Herma Heart Institute, Children's Hospital of Wisconsin, Medical College of Wisconsin, Milwaukee, Wisconsin; Cincinnati Children's Medical Center, Cincinnati, Ohio; Texas Children's Hospital, Houston, Texas.
Herma Heart Institute, Children's Hospital of Wisconsin, Medical College of Wisconsin, Milwaukee, Wisconsin; Cincinnati Children's Medical Center, Cincinnati, Ohio; Texas Children's Hospital, Houston, Texas.
Ann Thorac Surg. 2020 Jan;109(1):155-162. doi: 10.1016/j.athoracsur.2019.06.063. Epub 2019 Aug 9.
Mortality after stage 1 palliation of hypoplastic left heart syndrome remains significant. Hemodynamic changes result from interaction of cardiac output (CO) and systemic vascular resistance (SVR). We sought to identify time-dependent changes in postoperative hemodynamic states and their associations with mortality.
Perioperative data were prospectively collected in an institutional review board-approved database. Hemodynamic state was classified as high CO, high SVR, low SVR, and low CO using bivariate analysis of mean arterial pressure and somatic regional near-infrared spectroscopic oximetry saturation. State classifications over 48 postoperative hours were modelled using multinomial logistic regressions for association with mortality.
Data from 9614 of 10,272 hours in 214 patients were analyzed. Operative survival was 91%. The predominant state was high CO (46% time). Low CO state without extracorporeal membrane oxygenation (ECMO) was found in 52% of patients for 9.7% time. ECMO was employed in 24 (11.2%) patients for 10.4% time. State stability was 33%, with high SVR the least stable (17%) and high CO the most stable (53%). Transition from high CO increased in hours 1 to 12, mainly to low SVR. Transition to low CO was 18.4%, increasing in hours 1 to 12, mainly from high SVR. The transition risk to ECMO was 0.32%, and 0.74% during hours 1 to 12, only from low CO. Both low CO and ECMO had increased mortality risk.

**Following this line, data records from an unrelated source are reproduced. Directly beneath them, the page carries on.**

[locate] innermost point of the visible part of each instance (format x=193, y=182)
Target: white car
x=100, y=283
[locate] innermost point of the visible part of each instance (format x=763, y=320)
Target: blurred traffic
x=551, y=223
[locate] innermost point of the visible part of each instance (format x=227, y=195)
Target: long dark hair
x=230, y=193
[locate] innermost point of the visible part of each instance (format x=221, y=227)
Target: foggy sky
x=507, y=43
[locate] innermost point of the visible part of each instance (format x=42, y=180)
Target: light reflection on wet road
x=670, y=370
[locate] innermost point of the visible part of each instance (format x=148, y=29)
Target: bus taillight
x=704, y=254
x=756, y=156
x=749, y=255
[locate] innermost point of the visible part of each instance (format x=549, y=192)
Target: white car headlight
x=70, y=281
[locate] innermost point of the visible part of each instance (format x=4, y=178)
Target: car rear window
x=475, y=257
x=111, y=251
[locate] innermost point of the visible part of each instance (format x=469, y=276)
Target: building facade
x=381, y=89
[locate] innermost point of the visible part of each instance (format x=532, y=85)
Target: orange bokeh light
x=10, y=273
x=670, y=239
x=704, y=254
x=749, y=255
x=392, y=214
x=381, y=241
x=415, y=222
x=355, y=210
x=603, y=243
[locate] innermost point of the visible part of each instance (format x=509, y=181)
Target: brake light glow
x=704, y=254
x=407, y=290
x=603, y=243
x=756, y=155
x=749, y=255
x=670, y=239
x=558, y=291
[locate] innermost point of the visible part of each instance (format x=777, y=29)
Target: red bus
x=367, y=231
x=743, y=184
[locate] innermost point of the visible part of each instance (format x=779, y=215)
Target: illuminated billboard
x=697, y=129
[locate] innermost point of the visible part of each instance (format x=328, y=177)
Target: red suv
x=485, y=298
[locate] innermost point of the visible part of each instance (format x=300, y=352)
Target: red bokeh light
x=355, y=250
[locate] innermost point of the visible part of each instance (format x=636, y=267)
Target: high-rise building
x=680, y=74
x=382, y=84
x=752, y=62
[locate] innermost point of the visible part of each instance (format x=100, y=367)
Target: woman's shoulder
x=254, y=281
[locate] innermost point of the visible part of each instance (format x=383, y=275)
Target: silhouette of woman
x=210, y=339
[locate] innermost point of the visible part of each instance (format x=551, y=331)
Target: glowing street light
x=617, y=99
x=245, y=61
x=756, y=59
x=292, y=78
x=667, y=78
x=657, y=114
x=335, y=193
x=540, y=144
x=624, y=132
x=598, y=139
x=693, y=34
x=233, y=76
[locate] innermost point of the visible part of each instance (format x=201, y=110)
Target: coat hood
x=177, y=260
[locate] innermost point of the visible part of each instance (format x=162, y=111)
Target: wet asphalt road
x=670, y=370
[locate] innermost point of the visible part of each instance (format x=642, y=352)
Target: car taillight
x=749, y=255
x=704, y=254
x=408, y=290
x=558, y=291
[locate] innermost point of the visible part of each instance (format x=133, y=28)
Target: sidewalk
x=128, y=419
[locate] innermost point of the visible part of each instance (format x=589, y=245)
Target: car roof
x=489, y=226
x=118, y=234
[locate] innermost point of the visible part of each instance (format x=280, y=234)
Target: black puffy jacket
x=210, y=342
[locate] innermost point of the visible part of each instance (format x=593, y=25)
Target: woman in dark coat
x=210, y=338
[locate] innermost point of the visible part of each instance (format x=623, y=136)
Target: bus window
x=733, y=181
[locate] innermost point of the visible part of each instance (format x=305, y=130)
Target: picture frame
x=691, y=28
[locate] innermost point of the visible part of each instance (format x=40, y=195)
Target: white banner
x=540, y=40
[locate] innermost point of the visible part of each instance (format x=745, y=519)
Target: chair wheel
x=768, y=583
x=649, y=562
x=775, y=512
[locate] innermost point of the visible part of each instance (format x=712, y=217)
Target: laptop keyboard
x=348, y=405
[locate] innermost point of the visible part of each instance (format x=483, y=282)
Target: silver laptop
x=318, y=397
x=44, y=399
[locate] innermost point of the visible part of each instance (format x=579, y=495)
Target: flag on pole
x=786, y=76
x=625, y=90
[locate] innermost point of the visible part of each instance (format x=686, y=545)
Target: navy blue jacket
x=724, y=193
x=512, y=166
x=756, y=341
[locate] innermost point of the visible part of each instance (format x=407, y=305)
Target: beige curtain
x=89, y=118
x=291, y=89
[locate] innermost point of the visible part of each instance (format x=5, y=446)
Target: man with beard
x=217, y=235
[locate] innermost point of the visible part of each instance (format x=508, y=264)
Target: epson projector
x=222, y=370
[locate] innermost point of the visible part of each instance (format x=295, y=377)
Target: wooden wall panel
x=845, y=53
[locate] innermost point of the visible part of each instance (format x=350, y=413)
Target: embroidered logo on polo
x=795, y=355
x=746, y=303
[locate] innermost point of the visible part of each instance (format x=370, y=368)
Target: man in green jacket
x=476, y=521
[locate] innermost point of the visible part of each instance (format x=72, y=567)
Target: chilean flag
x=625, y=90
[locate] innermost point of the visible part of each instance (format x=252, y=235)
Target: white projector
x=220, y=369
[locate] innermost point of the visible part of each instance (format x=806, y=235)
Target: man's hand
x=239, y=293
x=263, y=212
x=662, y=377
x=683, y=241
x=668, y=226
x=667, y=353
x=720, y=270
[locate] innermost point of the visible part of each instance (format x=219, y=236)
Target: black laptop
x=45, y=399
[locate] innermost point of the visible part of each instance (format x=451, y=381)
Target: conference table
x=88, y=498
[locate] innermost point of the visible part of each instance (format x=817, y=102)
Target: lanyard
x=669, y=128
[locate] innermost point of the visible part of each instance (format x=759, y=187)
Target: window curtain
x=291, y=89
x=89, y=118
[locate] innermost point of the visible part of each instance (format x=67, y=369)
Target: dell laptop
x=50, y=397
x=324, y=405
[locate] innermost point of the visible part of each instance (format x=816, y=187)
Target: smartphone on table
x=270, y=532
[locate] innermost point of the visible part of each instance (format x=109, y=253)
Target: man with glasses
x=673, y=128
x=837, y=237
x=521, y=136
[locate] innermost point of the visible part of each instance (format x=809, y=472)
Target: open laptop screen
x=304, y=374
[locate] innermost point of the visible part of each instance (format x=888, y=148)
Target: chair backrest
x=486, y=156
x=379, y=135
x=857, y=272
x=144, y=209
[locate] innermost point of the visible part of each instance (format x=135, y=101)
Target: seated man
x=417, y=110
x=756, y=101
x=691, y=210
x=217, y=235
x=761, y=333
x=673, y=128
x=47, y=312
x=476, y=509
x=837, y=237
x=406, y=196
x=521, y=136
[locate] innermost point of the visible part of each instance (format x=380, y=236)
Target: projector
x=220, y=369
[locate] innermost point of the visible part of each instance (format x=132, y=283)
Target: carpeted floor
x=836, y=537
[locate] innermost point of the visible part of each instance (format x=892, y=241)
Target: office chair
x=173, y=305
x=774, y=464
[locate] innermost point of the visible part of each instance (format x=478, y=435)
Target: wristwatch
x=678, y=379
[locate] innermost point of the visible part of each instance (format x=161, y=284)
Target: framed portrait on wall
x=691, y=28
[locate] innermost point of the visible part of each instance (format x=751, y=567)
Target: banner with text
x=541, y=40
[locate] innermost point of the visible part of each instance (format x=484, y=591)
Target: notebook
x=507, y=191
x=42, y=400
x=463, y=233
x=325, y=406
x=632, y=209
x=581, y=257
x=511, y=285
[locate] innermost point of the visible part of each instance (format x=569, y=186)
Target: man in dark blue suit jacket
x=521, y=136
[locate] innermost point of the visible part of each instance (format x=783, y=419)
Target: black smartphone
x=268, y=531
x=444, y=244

Bivariate classification defines hemodynamic states with distinct physiologic, transition, and mortality risk profiles. High SVR state was unstable. Transition to ECMO occurred only from low CO, while the low SVR and high CO states were safest.
左心发育不全综合征 1 期姑息术后死亡率仍然很高。心输出量(CO)和全身血管阻力(SVR)的相互作用导致血流动力学变化。我们试图确定术后血流动力学状态的时间依赖性变化及其与死亡率的关系。
在机构审查委员会批准的数据库中前瞻性收集围手术期数据。使用平均动脉压和躯体区域近红外光谱血氧饱和度的双变量分析,将血流动力学状态分类为高 CO、高 SVR、低 SVR 和低 CO。使用多项逻辑回归模型对术后 48 小时内的状态分类进行建模,以分析其与死亡率的关系。
对 214 例患者的 10272 小时中的 9614 小时的数据进行了分析。手术存活率为 91%。主要状态是高 CO(46%的时间)。未使用体外膜肺氧合(ECMO)的低 CO 状态在 52%的患者中持续 9.7%的时间。24 例(11.2%)患者使用 ECMO 持续 10.4%的时间。状态稳定性为 33%,其中高 SVR 最不稳定(17%),高 CO 最稳定(53%)。从高 CO 到低 SVR 的转变在 1 至 12 小时内增加,主要是从高 SVR 到低 SVR 的转变。从高 CO 到低 CO 的转变发生率为 18.4%,在 1 至 12 小时内逐渐增加,主要是从高 SVR 到低 CO 的转变。发生 ECMO 的转换风险为 0.32%,在 1 至 12 小时内为 0.74%,仅从低 CO 发生。低 CO 和 ECMO 均有增加死亡率的风险。
双变量分类定义了具有不同生理、转变和死亡率风险特征的血流动力学状态。高 SVR 状态不稳定。只有从低 CO 才会发生向 ECMO 的转变,而低 SVR 和高 CO 状态是最安全的。